Ari closed her eyes. Back when she and Uncle Red had been on somewhat more stable ground, he’d told her that even without her abilities as the seal, she was a powerful jinn. Her mother, Sala, had been an old and potent ifrit, and her father was the White King, one of the most powerful jinn in existence. If jinn were socialites, she’d be a Kardashian of Mount Qaf, the jinn realm. Red had insinuated that it meant she hadn’t even tapped into the full scope of her abilities yet. Jai was trying to get her there with training. They’d been on a few hunts together where she’d discovered more and more about herself. It was time to unravel more, though. She’d seen her uncle sense jinn located in another state, for Christ’s sake. Surely, she could find this jackass of a doppelgänger so she and Jai could do the unsavory task they’d come to do and get the hell out.

Ari focused. She felt the movement of the debris as it shifted against the soft breeze blowing in from an open window. She felt the air to her left dance sideways as Jai moved the tiniest bit; her senses latched onto his magic.
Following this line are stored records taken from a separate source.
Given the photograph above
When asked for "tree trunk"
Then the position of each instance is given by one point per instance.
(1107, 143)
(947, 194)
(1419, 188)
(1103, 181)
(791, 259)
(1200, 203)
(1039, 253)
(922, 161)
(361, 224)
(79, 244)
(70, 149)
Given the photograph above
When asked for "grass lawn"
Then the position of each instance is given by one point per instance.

She let the richness of his signature overwhelm her. Jai’s pull was unlike any other jinn she’d ever felt. A full-blood and extremely strong guardian ginnaye, Jai’s magic pulsed out in deep, throbbing waves. But unlike many, his had an all-encompassing, rich warmth that came from his natural protective instincts. He would either use that powerful energy to wrap you in its safety, or use it to destroy you.

Giving herself a slight shake, Ari pushed past Jai’s aura and felt through the dark memory of the house in her mind. She searched every corner, every nook, taking the stairs silently to the second floor.

There.

In the upstairs bathroom.

Ari took a deep breath, her stomach suddenly churning with her decision.

The truth was she’d been playing with the qarin as much as he’d been playing with her. Trying to stall.

The two hunts she’d been on had served as training more than anything. Jinn who merely needed to be tagged and moved on from the towns where they were misbehaving.

This was different.

The qarin doppelgänger was to be her first kill.

Jai wanted to do it. He didn’t want this weight on her shoulders.

But who was Ari kidding? She was the daughter of a jinn king who was on a mission to release from imprisonment the most dangerous being in all the realms; she’d barely spoken to her one ally (Red) in weeks; her best friend was an enemy of the state; and there was a certain ancient marid—who happened to be the sultan’s lieutenant—who’d been paying little visits to her dreams lately.

She was going to end up killing someone sometime in self-defense.

* * *

It looked like today was the first day in a new world …

* * *

Her magic tingled in her hand until she felt the knurled grip of the F-S fighting knife she’d chosen from Michael’s weapon cabinet.

She heard Jai’s indrawn breath seconds before she used the peripatos. The flames flickered around her as she appeared in the bathroom, her eyes meeting the qarin’s in the mirror—his wide, Ari’s blank.

The blade of her knife sunk in and up through his back and into his chest, powered by Ari’s jinn magic and strength. A stab to the heart. She’d trained to do this on dummies.

It felt different stabbing through flesh and muscle.

His eyes widened in horror, blood trickling from the corner of his mouth.

And then his body relaxed, slack, tumbling to the floor like a puppet without a master.

The bloody knife fell from Ari’s hand, clattering to the tiled floor as she stared at the dead jinn. She stood frozen for a moment, staring down at the body and the pool of blood gathering around it. She’d killed someone. Her stomach lurched.

Stumbling over his body, Ari grabbed for the sink, her hands braced on either side as the cold nausea climbed through her and she vomited the horror of what she’d done.

She felt his energy before she felt his hands brushing the loose strands of hair back from her face. “Baby,” he whispered hoarsely, his breath warm on her ear.

Ari turned the cold tap, fingers shaking, and though she barely felt its coolness, she dipped her mouth under and drank. Then she splashed water on her face and straightened, leaning back into Jai’s chest.